Logo Header Antaranews Makassar

BPS : Ekonomi Sulbar tumbuh 0,93 persen

Selasa, 10 Mei 2022 22:48 WIB
Image Print
Kepala Badan Pusat Statistik (BPS) Provinsi Sulbar, Agus Gede, mengatakan, ekonomi Sulbar pada triwulan I pada 2022 mengalami pertumbuhan sebesar 0,93 persen pertumbuhan ekonomi terjadi pada hampir semua lapangan usaha di Mamuju, Selasa, (10/5/2022) ANTARA Foto/ M Faisal Hanapi

Mamuju (ANTARA) - Ekonomi Provinsi Sulawesi Barat (Sulbar) pada triwulan I tahun 2022 mengalami pertumbuhan sebesar 0,93 persen, yang terjadi pada hampir semua lapangan usaha.

Kepala Badan Pusat Statistik (BPS) Provinsi Sulbar, Agus Gede di Mamuju, Selasa, mengatakan, perekonomian Sulbar triwulan I tahun 2022 yang diukur dengan Produk Domestik Regional Bruto (PDRB) atas dasar harga berlaku mencapai 12,65 triliun rupiah.

Ia mengatakan, sedangkan atas dasar harga konstan pada 2010, PDRB Sulbar 7,99 triliun rupiah.

Menurut dia, pertumbuhan ekonomi Sulbar pada triwulan I tahun 2022 karena terjadi peningkatan penciptaan nilai tambah pada sebagian besar kategori lapangan usaha dengan besaran yang bervariasi.

Tiga kategori lapangan usaha dengan pertumbuhan tertinggi di Sulbar terjadi pada kategori penyediaan akomodasi dan makan minum sebesar 15,61 persen.

Kemudian kategori pertambangan dan penggalian sebesar 14,76 persen, dan kategori pengadaan air, pengelolaan sampah, limbah dan daur ulang yang mampu tumbuh sebesar 8,54 persen.

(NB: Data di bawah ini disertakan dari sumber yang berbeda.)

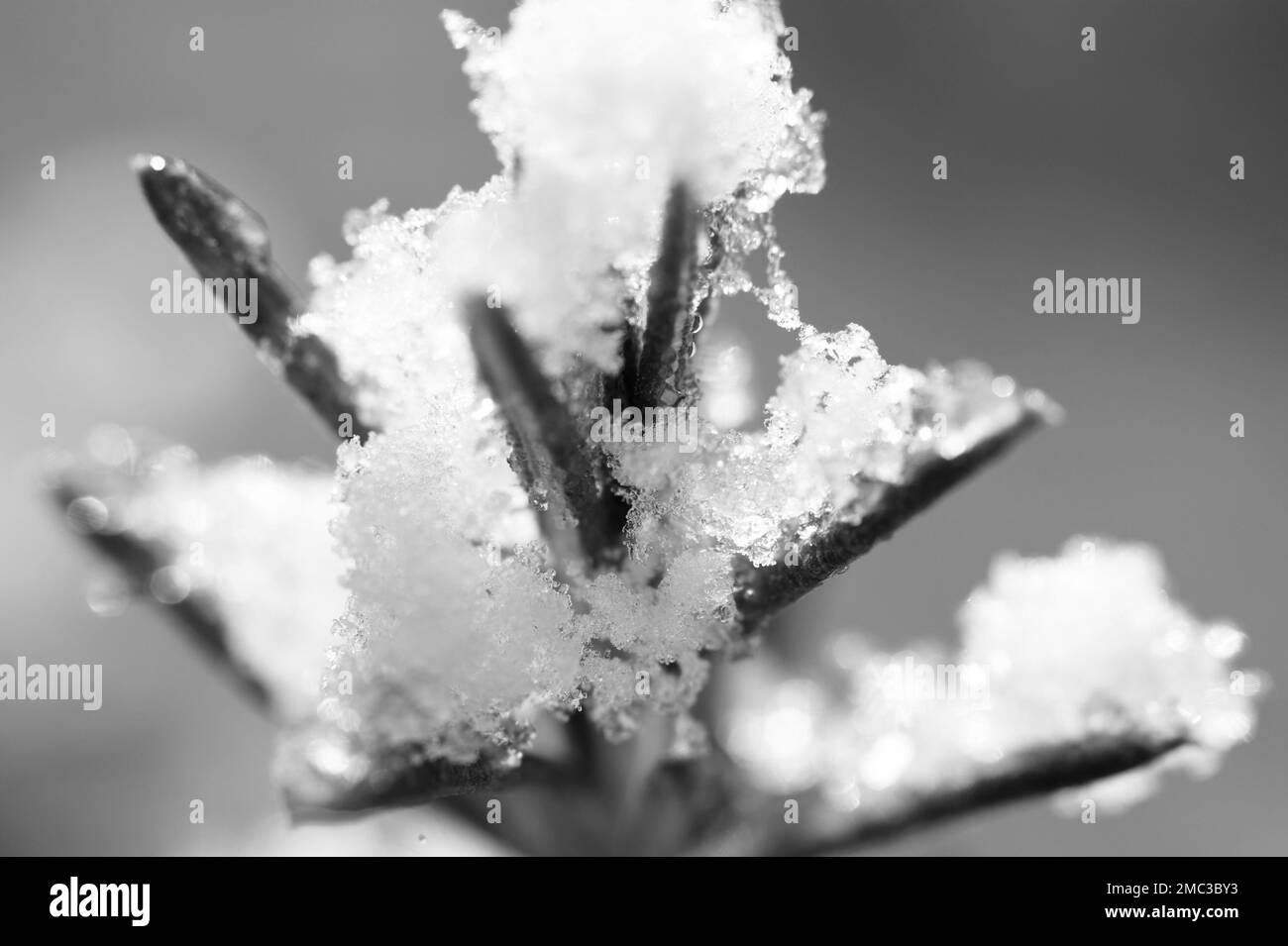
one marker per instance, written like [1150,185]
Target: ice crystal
[218,534]
[415,617]
[1055,653]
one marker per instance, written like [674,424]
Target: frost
[596,112]
[390,313]
[1055,653]
[629,97]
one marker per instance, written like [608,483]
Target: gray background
[1108,163]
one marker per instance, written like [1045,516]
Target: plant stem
[223,239]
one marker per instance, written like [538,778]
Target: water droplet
[107,596]
[170,584]
[86,515]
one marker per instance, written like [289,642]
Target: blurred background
[1109,163]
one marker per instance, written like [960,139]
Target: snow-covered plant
[520,576]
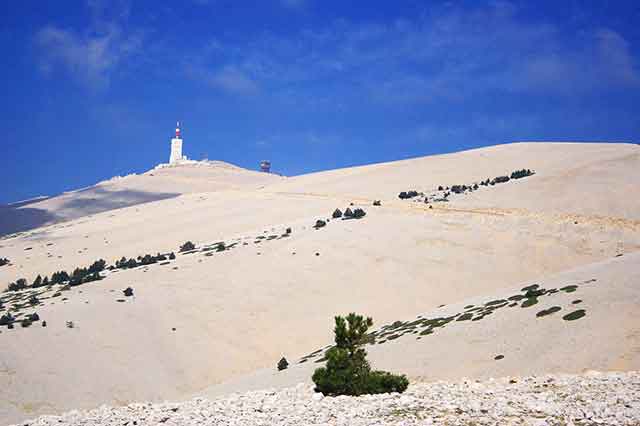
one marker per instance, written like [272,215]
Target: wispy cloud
[448,54]
[89,56]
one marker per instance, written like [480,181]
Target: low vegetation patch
[283,364]
[347,371]
[574,315]
[548,311]
[188,246]
[442,193]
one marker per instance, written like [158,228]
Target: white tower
[176,147]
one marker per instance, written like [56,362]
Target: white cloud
[92,56]
[448,54]
[232,80]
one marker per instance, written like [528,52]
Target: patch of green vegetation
[548,311]
[574,315]
[465,317]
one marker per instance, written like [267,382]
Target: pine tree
[347,371]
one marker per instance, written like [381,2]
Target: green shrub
[283,364]
[358,213]
[574,315]
[347,371]
[188,246]
[320,224]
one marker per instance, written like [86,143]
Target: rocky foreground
[590,399]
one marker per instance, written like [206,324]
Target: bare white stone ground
[590,399]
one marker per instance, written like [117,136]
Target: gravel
[590,399]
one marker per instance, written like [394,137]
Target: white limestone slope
[238,311]
[118,192]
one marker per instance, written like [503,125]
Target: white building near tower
[176,147]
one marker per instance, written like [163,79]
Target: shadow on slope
[17,219]
[20,217]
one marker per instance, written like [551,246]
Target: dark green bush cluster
[188,246]
[459,189]
[521,173]
[83,276]
[20,284]
[283,364]
[147,259]
[59,277]
[407,194]
[79,276]
[347,371]
[356,213]
[7,319]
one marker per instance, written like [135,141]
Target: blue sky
[92,89]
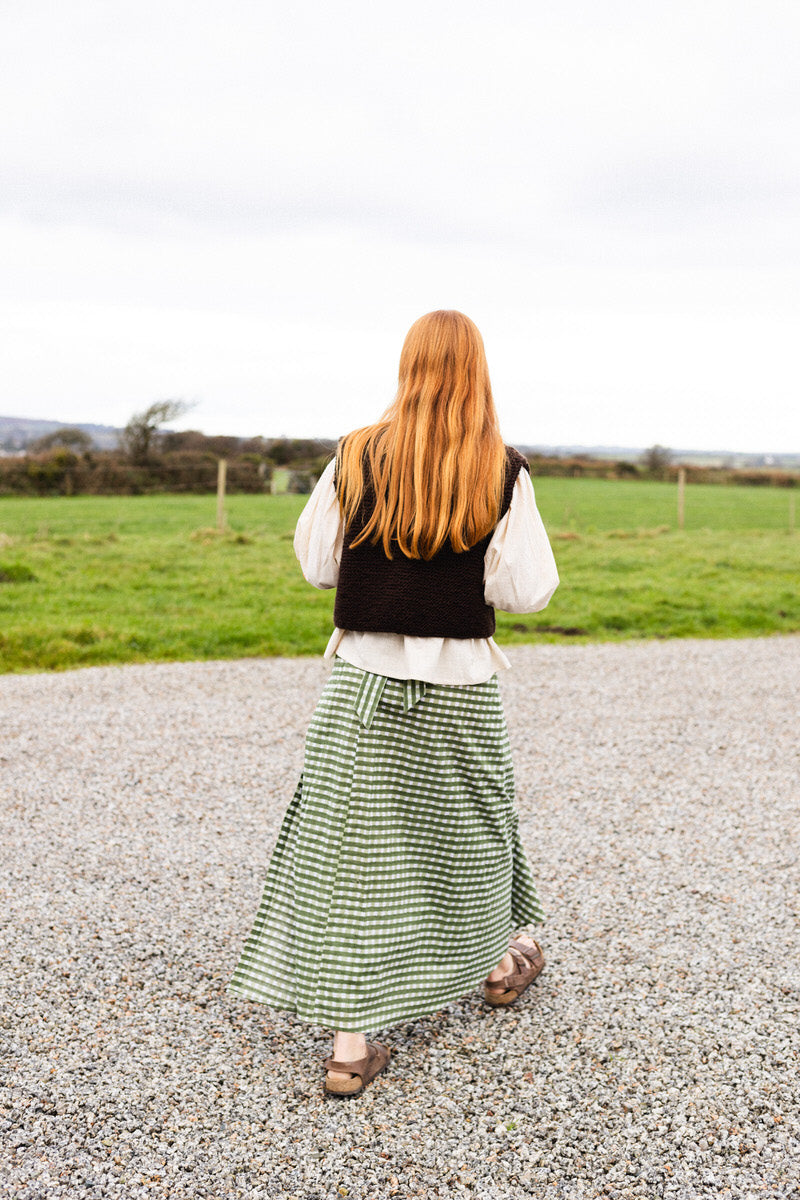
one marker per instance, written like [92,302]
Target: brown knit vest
[441,597]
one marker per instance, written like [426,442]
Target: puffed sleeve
[519,573]
[319,533]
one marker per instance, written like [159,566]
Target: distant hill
[17,432]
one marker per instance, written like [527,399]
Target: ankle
[349,1047]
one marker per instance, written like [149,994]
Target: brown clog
[364,1071]
[529,961]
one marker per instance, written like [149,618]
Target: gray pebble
[656,1056]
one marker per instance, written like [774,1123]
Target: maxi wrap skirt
[398,873]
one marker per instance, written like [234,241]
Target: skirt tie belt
[372,689]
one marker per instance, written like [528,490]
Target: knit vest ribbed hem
[441,597]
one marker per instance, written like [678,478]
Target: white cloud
[250,204]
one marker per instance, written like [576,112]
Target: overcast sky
[246,205]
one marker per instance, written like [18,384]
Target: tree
[139,435]
[657,459]
[68,436]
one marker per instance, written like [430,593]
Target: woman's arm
[519,573]
[319,533]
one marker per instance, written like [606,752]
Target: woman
[398,871]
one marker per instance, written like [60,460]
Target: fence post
[681,492]
[222,467]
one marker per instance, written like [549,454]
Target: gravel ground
[656,1056]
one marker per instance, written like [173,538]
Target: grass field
[90,580]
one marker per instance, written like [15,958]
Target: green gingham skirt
[398,873]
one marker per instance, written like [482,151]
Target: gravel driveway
[659,790]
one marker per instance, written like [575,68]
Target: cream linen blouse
[519,575]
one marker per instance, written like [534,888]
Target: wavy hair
[435,459]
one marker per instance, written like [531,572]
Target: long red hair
[435,456]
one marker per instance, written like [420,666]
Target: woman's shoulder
[516,461]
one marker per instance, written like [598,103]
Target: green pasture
[94,580]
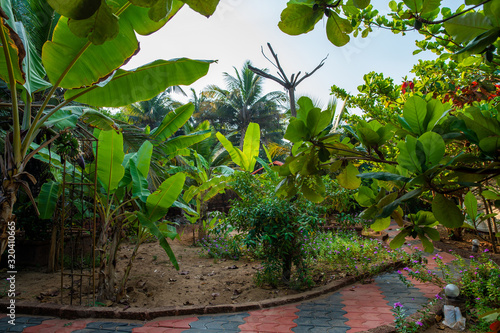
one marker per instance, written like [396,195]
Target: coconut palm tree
[243,102]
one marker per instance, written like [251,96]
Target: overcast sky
[239,28]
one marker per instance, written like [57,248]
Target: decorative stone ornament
[475,245]
[451,290]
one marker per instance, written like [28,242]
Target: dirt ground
[154,282]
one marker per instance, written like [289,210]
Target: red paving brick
[278,319]
[357,305]
[157,330]
[172,323]
[58,326]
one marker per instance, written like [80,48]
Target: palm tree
[243,102]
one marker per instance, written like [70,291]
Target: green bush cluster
[279,225]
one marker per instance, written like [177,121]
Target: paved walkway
[355,308]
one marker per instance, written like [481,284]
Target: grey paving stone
[223,323]
[210,331]
[21,323]
[320,316]
[107,327]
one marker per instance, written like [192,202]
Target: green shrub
[278,225]
[339,199]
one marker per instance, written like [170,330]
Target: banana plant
[247,158]
[124,201]
[103,30]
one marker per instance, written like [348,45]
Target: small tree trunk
[107,271]
[291,96]
[51,267]
[123,284]
[287,268]
[8,198]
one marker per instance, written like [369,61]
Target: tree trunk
[242,137]
[123,284]
[107,271]
[8,198]
[287,268]
[291,97]
[52,265]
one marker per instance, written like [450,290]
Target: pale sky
[239,28]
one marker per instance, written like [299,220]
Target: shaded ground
[154,282]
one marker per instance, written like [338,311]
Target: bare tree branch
[283,80]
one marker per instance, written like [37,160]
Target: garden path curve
[355,308]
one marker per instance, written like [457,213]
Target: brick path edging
[416,316]
[74,312]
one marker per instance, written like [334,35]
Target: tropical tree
[243,102]
[150,113]
[97,30]
[415,155]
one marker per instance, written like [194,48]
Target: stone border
[445,247]
[414,317]
[82,312]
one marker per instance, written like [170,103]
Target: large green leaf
[172,122]
[337,30]
[155,231]
[298,19]
[251,144]
[414,5]
[204,7]
[414,112]
[481,125]
[139,181]
[109,159]
[173,146]
[400,239]
[75,9]
[296,130]
[142,83]
[98,120]
[490,145]
[99,28]
[313,189]
[430,5]
[236,155]
[381,224]
[365,196]
[32,63]
[47,199]
[361,4]
[142,158]
[470,203]
[159,201]
[408,157]
[384,176]
[447,212]
[144,20]
[435,110]
[65,117]
[465,28]
[15,49]
[85,63]
[434,148]
[348,177]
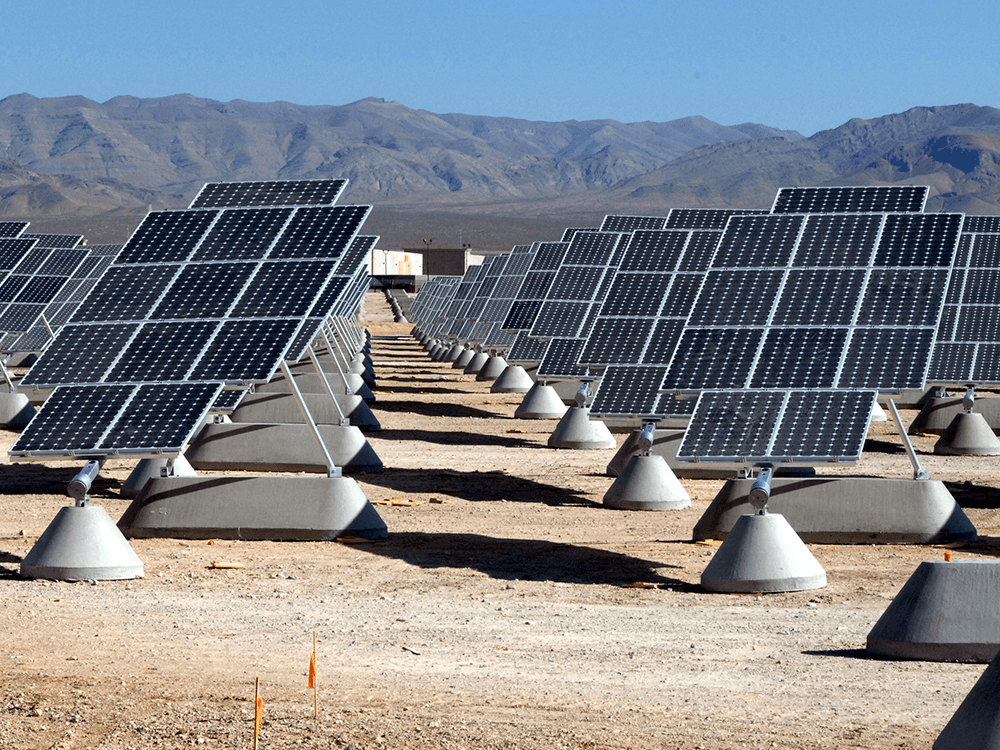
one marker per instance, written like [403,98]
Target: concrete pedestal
[280,447]
[463,359]
[848,510]
[512,380]
[762,554]
[540,402]
[474,365]
[647,484]
[577,431]
[82,543]
[937,414]
[968,435]
[289,508]
[976,723]
[946,611]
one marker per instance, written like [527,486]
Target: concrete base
[16,410]
[280,447]
[512,380]
[149,468]
[762,554]
[82,543]
[976,723]
[968,435]
[665,444]
[577,431]
[946,611]
[282,408]
[849,510]
[647,484]
[937,414]
[463,359]
[540,402]
[289,508]
[474,365]
[493,369]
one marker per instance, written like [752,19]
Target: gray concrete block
[847,510]
[279,447]
[946,611]
[289,508]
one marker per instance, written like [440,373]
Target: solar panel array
[818,301]
[968,339]
[768,426]
[12,228]
[575,295]
[870,199]
[196,299]
[641,319]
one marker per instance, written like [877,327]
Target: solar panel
[54,240]
[641,319]
[571,232]
[151,320]
[83,275]
[589,259]
[705,218]
[619,223]
[774,426]
[113,419]
[967,350]
[758,326]
[12,228]
[269,193]
[872,199]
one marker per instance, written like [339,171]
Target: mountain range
[74,156]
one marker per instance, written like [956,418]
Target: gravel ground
[499,613]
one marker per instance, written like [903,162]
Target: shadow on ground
[454,411]
[475,486]
[455,438]
[525,559]
[843,653]
[969,495]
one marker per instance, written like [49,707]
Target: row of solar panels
[836,288]
[198,300]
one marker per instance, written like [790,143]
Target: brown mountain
[391,153]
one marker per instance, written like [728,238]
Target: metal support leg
[918,471]
[331,469]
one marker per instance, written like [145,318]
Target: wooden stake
[256,712]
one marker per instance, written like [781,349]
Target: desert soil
[499,613]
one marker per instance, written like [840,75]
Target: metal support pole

Berbeda halnya dengan kategori industri pengolahan yang tercatat mengalami kontraksi sebesar 8,44 persen.

"Struktur PDRB Sulbar menurut lapangan usaha atas dasar harga berlaku pada triwulan I pada 2022 menunjukkan perekonomian Sulbar masih didominasi oleh lapangan usaha pertanian, kehutanan, dan perikanan sebesar 44,18 persen," kata Gede.

Perekonomian di kawasan Sulawesi Maluku Papua (Sulamapua) pada triwulan I tahun 2022 menunjukkan sembilan provinsi mengalami pertumbuhan, yaitu Maluku Utara, Papua, Sulawesi Tengah, Sulawesi Tenggara, Sulawesi Selatan, Sulawesi Utara, Gorontalo, Maluku, dan Sulbar.

Maluku Utara mengalami pertumbuhan tertinggi yakni sebesar 29,63 persen, sementara Papua Barat mengalami kontraksi sebesar 1,01 persen.

Sulawesi Selatan menjadi provinsi dengan nilai PDRB terbesar di Sulampua mengalami pertumbuhan sebesar 4,27 persen.

Sedangkan Provinsi Sulbar menempati posisi ke sembilan tertinggi dari sepuluh provinsi di Sulampua dengan besaran pertumbuhan sebesar 0,93 persen.